Liu and colleagues’ work addresses issues of “place” and how it can affect cognitive health. They found that poorer cognition in later life is associated with individuals born and living in the South, particularly those who attended desegregated schools at age 12. The type of work performed over one’s life course can also affect health in later life. For example, high-risk health occupations are more likely among those who are Hispanic, low wage earners, were born outside of the United States and have no education beyond high school.

Reducing Health Risks Across the Life Course

Family and individual resilience and support in early childhood are associated with reducing health risks throughout the life course. Therefore, a life-course perspective argues that risk factors can be diminished, and protective factors can improve current and subsequent health and well-being. The life-course perspective emphasizes the importance of protective factors such as supportive relationships in families and coping mechanisms such as attending places of worship.

For Latino/Hispanic families, Cardoso and Thompson pointed out that cultural values and systems (e.g., familism, “loyalty, personalismo [emphasis on interpersonal relationships], respecto [respect], consejos [advice], dichos [oral folklore], and fatalism [acceptance])” and extended community support can reduce the negative impacts of life strains due to migration and acculturation throughout the life course.

Individual and family resilience and support should be enhanced through culturally tailored approaches.

Among African American communities, family networks are highly cohesive, where shared values and beliefs exist throughout and across generations in the family system. The cultural event of Black family reunions is one example where multiple generations from diverse backgrounds (age, gender, education, etc.) provide opportunities to promote health among a variety of African American subpopulations, including older adults.

Williams and Dilworth-Anderson found that different cultural systems (family and church) in the Black community provide support, especially to older adults. Using a national sample of African American and Black Caribbean adults, Taylor and colleagues studied the relationships between lifetime and 12-month DSM-IV major depressive disorder, depressive symptoms and involvement with family and friends. They reported that in both populations close supportive ties with family members and friends were associated with lower rates of depression and major depressive disorder. 

The authors of this study also suggest, which we support, the need for additional research for understanding the ordering and timing of how certain interactions and relationships can affect mental health among African Americans and Caribbean Blacks. In other words, when did certain interactions and relationships occur in a person’s life course, providing additional insights into the health and well-being of older adults? This study also sensitizes us to the importance of using culturally appropriate (accepted, valued) support for individuals and families among African Americans and Black Caribbean adults. 

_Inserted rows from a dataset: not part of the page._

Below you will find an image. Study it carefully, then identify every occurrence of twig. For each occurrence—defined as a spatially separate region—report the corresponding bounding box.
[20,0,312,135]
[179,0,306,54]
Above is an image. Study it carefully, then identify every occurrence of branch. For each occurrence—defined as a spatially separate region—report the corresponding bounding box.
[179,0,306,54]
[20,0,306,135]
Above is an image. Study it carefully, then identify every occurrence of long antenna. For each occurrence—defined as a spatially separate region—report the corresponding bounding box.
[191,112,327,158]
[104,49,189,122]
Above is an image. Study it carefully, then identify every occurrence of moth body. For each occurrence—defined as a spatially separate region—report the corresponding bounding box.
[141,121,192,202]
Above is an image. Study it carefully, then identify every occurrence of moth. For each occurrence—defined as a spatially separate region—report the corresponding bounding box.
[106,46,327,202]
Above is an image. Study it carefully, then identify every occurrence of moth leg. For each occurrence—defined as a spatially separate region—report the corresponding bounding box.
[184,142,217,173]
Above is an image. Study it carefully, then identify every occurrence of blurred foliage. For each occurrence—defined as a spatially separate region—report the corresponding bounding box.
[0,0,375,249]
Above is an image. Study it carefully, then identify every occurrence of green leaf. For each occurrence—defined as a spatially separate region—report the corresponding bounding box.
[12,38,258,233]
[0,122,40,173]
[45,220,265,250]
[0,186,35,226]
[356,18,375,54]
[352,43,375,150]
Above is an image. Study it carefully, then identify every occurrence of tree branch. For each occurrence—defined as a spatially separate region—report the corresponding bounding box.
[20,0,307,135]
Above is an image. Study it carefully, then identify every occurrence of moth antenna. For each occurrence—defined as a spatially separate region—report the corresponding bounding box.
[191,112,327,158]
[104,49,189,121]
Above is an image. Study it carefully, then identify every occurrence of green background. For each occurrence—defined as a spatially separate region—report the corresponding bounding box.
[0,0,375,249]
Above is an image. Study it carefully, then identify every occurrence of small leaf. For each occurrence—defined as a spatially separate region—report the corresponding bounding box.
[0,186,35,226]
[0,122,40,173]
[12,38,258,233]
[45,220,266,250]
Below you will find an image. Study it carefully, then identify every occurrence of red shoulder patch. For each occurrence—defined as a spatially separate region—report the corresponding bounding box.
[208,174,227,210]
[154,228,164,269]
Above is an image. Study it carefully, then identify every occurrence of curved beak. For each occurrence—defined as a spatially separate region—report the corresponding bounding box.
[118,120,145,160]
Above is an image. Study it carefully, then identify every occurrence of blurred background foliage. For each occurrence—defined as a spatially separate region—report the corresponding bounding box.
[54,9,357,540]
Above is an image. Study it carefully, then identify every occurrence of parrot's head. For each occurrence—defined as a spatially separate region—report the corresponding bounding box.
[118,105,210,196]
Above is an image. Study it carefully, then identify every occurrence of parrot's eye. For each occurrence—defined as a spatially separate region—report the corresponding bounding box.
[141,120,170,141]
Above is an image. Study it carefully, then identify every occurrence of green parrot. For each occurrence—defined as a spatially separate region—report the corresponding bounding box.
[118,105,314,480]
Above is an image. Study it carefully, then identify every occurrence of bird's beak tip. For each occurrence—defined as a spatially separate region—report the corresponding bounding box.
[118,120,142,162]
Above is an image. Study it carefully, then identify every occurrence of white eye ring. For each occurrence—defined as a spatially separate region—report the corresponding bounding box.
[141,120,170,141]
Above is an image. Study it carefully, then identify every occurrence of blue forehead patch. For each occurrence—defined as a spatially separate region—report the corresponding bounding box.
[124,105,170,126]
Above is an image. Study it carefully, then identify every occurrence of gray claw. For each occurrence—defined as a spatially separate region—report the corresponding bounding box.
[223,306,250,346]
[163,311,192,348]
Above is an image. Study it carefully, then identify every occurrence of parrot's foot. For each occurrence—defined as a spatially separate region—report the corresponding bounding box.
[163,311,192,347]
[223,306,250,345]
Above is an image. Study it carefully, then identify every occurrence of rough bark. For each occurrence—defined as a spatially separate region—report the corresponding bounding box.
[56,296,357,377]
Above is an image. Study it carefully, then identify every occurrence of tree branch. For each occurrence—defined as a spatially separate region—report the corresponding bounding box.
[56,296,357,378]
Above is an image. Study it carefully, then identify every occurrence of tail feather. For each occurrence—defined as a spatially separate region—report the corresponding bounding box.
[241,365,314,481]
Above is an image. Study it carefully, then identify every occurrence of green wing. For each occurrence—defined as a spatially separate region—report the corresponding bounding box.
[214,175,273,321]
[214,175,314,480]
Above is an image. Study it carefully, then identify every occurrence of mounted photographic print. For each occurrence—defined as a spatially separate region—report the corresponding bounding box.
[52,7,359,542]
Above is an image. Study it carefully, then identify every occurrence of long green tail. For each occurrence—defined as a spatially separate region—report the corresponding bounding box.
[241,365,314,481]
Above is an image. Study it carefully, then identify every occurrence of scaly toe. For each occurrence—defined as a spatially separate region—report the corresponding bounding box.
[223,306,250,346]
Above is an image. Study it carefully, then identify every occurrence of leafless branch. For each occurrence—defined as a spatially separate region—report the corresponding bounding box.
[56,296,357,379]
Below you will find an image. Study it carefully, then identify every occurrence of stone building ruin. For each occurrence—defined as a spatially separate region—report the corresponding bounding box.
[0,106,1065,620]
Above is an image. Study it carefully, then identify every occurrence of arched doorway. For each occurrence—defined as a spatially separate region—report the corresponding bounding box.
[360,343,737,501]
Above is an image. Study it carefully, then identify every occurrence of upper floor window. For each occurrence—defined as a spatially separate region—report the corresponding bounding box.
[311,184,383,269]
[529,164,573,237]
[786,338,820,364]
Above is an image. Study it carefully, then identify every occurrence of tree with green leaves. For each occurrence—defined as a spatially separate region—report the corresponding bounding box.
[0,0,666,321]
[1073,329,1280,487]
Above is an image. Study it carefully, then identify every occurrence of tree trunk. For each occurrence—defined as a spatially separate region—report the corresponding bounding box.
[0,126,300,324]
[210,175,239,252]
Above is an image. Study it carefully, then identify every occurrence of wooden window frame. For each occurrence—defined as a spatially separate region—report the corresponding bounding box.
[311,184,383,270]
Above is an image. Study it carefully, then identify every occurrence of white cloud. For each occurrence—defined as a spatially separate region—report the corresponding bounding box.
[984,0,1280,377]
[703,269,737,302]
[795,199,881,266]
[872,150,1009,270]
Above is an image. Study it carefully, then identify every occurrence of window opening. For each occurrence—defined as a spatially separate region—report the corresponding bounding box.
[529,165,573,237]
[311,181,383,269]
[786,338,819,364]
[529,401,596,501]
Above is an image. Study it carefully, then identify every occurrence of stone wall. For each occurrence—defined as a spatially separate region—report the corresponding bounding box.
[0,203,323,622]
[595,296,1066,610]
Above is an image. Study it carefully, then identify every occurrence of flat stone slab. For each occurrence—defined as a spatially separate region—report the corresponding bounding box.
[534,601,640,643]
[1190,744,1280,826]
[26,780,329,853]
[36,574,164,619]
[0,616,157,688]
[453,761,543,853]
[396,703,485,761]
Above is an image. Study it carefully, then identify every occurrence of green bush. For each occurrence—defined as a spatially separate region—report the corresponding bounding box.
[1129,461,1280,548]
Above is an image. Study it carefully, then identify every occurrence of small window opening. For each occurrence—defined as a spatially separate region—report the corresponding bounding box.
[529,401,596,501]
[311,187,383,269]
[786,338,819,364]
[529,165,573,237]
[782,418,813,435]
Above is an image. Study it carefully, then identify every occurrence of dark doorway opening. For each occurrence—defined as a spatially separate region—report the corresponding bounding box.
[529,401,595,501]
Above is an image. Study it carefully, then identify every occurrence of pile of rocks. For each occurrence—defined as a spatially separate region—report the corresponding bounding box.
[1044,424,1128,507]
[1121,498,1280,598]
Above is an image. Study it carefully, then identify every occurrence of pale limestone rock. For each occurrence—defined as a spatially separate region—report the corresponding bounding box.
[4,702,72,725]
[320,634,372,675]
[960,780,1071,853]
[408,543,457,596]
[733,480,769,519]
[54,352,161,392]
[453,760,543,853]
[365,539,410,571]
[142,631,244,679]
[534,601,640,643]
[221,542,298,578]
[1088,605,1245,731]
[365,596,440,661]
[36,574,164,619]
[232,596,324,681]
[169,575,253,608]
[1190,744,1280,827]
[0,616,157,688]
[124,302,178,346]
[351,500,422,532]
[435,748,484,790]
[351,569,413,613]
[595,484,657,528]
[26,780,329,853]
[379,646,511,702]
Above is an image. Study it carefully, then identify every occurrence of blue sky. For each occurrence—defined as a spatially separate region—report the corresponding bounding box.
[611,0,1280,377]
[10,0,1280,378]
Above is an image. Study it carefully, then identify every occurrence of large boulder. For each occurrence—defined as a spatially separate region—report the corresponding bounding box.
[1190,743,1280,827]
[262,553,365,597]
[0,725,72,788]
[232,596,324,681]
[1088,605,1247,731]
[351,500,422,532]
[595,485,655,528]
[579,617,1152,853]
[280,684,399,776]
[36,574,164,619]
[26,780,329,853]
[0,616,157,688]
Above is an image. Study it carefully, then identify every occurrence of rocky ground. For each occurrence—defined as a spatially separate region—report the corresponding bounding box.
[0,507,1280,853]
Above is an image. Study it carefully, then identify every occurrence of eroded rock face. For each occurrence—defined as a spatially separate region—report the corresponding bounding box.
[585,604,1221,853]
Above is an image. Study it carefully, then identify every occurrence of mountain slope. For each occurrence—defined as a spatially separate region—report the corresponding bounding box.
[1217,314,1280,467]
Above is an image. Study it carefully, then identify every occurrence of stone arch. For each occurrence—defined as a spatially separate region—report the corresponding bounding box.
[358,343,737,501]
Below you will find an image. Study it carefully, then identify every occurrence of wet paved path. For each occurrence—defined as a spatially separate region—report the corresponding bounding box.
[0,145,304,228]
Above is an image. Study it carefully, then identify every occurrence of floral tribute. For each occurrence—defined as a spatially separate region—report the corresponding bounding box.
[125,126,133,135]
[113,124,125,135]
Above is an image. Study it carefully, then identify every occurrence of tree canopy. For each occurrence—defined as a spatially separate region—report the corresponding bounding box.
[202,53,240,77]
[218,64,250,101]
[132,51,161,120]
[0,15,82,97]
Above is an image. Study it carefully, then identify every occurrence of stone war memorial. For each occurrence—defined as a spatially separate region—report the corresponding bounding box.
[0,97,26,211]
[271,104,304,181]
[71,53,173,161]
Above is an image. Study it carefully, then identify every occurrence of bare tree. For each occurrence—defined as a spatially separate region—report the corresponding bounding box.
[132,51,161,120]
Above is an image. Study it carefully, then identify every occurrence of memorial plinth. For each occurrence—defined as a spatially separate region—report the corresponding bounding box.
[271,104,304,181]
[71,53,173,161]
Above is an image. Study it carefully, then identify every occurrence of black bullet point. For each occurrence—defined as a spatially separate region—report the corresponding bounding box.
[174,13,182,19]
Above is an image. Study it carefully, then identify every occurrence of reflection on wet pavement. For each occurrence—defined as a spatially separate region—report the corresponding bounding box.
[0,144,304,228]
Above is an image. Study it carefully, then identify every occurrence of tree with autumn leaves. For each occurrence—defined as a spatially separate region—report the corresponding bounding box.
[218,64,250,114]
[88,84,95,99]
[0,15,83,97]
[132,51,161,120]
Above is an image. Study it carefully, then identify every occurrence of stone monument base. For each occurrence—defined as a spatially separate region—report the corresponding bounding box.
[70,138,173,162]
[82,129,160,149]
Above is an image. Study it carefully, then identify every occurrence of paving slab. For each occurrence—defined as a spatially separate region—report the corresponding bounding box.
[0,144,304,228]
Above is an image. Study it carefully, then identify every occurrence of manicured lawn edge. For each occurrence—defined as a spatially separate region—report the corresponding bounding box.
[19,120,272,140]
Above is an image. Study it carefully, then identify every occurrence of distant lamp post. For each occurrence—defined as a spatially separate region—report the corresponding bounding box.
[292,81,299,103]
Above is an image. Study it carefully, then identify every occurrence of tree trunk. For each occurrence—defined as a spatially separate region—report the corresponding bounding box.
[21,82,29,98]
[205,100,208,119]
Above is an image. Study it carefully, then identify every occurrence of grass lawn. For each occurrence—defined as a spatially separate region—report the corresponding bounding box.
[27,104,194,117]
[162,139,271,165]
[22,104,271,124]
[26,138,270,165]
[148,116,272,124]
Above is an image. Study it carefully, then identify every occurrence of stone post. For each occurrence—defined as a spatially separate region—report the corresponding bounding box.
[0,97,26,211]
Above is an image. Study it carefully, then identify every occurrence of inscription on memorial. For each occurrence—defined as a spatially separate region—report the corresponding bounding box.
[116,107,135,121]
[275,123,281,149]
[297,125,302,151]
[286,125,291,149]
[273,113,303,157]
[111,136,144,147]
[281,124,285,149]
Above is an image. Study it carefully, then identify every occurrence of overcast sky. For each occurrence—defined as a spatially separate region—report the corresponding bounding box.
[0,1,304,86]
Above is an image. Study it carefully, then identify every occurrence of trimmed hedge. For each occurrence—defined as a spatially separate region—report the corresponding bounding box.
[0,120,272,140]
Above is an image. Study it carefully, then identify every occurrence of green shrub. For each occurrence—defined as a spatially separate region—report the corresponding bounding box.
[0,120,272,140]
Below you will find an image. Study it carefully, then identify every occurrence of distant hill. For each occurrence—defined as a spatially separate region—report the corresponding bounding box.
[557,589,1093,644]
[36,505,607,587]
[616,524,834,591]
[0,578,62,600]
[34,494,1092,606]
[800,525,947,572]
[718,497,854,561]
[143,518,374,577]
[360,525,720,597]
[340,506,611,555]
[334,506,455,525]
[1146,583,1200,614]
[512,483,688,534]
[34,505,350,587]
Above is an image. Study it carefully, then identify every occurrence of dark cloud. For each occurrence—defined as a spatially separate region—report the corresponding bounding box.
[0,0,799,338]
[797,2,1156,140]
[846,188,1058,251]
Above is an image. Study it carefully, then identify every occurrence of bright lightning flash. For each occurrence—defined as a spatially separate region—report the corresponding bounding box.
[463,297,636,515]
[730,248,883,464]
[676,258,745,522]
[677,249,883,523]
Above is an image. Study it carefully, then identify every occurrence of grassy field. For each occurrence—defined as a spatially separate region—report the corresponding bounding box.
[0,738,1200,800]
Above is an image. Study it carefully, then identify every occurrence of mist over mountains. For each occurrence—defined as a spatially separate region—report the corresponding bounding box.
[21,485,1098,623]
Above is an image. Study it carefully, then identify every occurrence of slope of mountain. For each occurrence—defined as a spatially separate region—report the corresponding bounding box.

Culturally Responsive Health Policies Are Key to Reform

Circumstances in early life have a long-term, indirect and direct effects on health in later life. The life-course perspective helps to explain health inequity regarding which health problems people live with and die from. Comprehensive efforts are needed to understand cultural/unique characteristics of diverse racial/ethnic minority older groups. Racial, ethnic and culturally responsive health policies are needed for improving quality of life and access to care over the life course to reduce health inequity. Improving such policies can be supported by understanding the effects of the social determinants of heath (e.g., neighborhood/zip code, quality of education, access to care).  


Peggye Dilworth-Anderson, PhD, is a professor in the Department of Health Policy and Management, Gillings School of Global Public Health at the University of North Carolina-Chapel Hill. Heehyul Moon, PhD, MSW, is an associate professor in the Kent School of Social Work at the University of Louisville in Kentucky.